她将自己的生活安排得满满当当,一丝空闲下来胡思乱想的时间都不留。周围有人在背后议论她,说她不合群,她也没理睬。

除了维持日常生活所需外,所有赚到的钱都被她攒起来。她记得的,那时他说要等大学毕业再还上这笔钱。

她欠了那个人太多,这辈子恐怕都还不清了,但至少手头的这笔钱能做一点弥补。

某天晚上,她躺在床上失眠时忽然想起来,大概七八岁的时候,舅舅提出要独自一人去临江闯荡。他是第一个走出乌螺山的人。

那时孟招牵着外婆的手,站在村门口送舅舅离开。外婆说舅舅要去外面赚大钱了,赚了钱可以买她最喜欢的糖葫芦回来。孟招特别高兴,她告诉外婆,等她长大了也要去外面赚大钱,她要给外婆买一栋大房子,像城堡那么大,她要邀请吴老师也一起住进来,还有她在山里的其他小伙伴通通住进她的大房子里。外婆听了哈哈大笑,说这么大的房子要好多好多钱。孟招以为外婆是不相信她,于是坚定地说,她一定会做到的,她会让外婆跟着她享福的。

想到这,孟招闭上眼,强迫自己入睡。

她没有再去留意那个人的消息,这里的人都不关心赛车,更不知道Leander。时间久了,那个人好像彻底消失在她的世界里。

大一下学期,孟招的一个室友谈恋爱了,大晚上蹦蹦跳跳回来告诉她们这个好消息。其他几个人围上去问更具体的告白场面,那个室友羞答答地从门外面搬进来一大束花。

孟招从洗手间出来,无意瞥过,心被重重凿了一下。

那是一束向日葵。

这是他们分别之后,她第一次承认自己一直以来的自欺欺人。她没有办法逃避,她实在太想他了,每时每刻都在想。即使她从未和别人提起过他,他也一直存在在她内心深处那个不容窥探的位置里。

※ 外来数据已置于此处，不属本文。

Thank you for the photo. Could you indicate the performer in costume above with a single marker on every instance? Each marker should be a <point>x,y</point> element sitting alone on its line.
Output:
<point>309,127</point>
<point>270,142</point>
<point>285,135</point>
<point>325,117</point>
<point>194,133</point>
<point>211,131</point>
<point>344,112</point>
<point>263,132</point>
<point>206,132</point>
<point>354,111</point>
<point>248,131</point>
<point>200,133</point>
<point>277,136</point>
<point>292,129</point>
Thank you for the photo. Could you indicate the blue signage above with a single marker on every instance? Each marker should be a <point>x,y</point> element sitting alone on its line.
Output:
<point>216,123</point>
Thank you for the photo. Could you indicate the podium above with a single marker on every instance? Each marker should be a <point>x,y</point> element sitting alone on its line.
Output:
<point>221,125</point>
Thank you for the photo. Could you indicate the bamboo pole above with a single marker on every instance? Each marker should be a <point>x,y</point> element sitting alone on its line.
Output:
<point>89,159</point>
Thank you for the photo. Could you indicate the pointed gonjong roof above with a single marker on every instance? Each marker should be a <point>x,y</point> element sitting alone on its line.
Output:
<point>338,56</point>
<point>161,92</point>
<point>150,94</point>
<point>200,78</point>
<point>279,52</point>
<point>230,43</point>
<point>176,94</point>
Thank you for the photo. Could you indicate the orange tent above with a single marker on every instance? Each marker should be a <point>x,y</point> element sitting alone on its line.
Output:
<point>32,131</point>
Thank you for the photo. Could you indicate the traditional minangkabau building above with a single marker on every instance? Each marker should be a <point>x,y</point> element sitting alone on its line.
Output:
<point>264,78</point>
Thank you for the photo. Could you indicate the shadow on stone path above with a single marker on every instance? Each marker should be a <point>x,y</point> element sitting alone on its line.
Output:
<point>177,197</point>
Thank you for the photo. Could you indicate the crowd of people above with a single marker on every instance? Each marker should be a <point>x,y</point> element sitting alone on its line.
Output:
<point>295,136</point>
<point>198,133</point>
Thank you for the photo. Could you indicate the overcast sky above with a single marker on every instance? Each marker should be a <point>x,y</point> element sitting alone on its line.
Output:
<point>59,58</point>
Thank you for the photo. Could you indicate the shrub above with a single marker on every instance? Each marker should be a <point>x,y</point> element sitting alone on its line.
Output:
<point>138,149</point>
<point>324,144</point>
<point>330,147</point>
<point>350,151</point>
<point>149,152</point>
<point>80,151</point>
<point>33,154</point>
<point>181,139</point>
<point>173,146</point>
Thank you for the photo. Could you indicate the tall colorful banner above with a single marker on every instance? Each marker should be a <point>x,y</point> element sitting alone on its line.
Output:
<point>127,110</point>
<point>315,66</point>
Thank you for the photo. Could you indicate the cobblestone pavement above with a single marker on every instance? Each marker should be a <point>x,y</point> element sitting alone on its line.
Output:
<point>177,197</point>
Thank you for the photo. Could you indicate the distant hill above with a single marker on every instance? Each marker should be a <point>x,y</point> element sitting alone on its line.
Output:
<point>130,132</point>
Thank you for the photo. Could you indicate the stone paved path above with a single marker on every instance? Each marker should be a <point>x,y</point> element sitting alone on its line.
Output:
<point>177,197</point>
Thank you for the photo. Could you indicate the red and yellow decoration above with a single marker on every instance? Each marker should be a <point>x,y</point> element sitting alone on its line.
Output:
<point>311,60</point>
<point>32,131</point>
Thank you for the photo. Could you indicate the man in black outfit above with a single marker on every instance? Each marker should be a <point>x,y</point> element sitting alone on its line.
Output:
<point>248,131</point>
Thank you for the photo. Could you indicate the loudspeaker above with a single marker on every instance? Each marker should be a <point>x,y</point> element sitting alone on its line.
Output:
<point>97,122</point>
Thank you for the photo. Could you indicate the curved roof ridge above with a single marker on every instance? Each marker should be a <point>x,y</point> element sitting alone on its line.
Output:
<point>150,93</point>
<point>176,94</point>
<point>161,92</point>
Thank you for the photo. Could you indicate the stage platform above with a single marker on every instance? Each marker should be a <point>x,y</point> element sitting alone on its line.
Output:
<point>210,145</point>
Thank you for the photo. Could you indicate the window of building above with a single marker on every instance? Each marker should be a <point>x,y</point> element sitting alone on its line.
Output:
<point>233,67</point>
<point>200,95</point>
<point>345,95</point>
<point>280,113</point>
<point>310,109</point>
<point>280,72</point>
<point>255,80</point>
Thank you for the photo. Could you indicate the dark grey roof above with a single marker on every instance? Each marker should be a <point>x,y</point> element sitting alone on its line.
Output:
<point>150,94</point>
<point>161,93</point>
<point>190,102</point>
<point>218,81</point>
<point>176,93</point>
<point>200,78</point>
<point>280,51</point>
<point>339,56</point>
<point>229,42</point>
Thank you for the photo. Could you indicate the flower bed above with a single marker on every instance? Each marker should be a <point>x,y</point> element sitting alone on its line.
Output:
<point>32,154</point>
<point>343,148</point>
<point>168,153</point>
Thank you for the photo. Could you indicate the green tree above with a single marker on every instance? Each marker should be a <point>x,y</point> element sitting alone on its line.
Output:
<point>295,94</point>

她所剩无几的幸福回忆与他有关,铺天盖地的痛苦也都系在他身上。倘若要将关于他的记忆全都割舍掉,她的生机大概也会被连根拔起的。她舍不得,更不愿意。于是,只能任由自己承受痛苦,习惯痛苦,长久地与痛苦共生。

孟招笑着祝福了那个室友。

大家都在说,有情人终成眷属是好事。

这天之后,孟招开始容许自己正大光明地想他。她还想很多人,想唐诗,想吴老师,想外婆,想舅舅。

她很少做梦,没有梦到过以前的人或事,没有梦到那个人,也没有梦到外婆。她想过,那个人大概恨透她了,她没脸见他,他自然不会入梦。至于外婆……外婆还没能瞑目,她现在也没脸见外婆。

也是,现在的她还有脸见谁呢。

大二上学期刚开学,孟忠祥的案子开庭了。

孟招向学校请了假,回到临江。

她走在熟悉的街道上,一行人与她擦肩而过,他们穿着三中的校服,脸上洋溢着青春靓丽的笑容。走在最后的一男一女肩并着肩,偷笑着拉上了手。

孟招站在路口,望着那群人离去的背影,好似跨过漫长时间的阻隔,模模糊糊见到了过去的光影。姚赟和唐诗总走在前面,她总走在后头,沈牧则走路也不快,常常和她并排走。

孟招看得久了,过去的幻影也就消散了。

她心知肚明,此时此刻他正在国外参加比赛,她是不可能再在这座城市遇见他的。

上午九点开庭。

孟招作为被害人亲属坐在被害人席,李要弟和孟成器坐在旁听席。孟成器懵懵懂懂地耷拉着脑袋,瞧着很困的样子。李要弟则是眼泪婆娑,捂着脸,哭得直不起腰。

孟忠祥在被告席直面法官。他一本正经地讲述自己患有精神病史,声泪俱下地哭诉一切皆非他本意。

全场静默。

孟招咬牙切齿地瞪着他,没想到他会找这种理由为自己开脱。

这个畜生,畜生!

孟招身边坐着一个文质彬彬的男人,是她的诉讼代理人,叫宋知行。他冷静地要求被告方拿出相关诊断记录和长期服药记录。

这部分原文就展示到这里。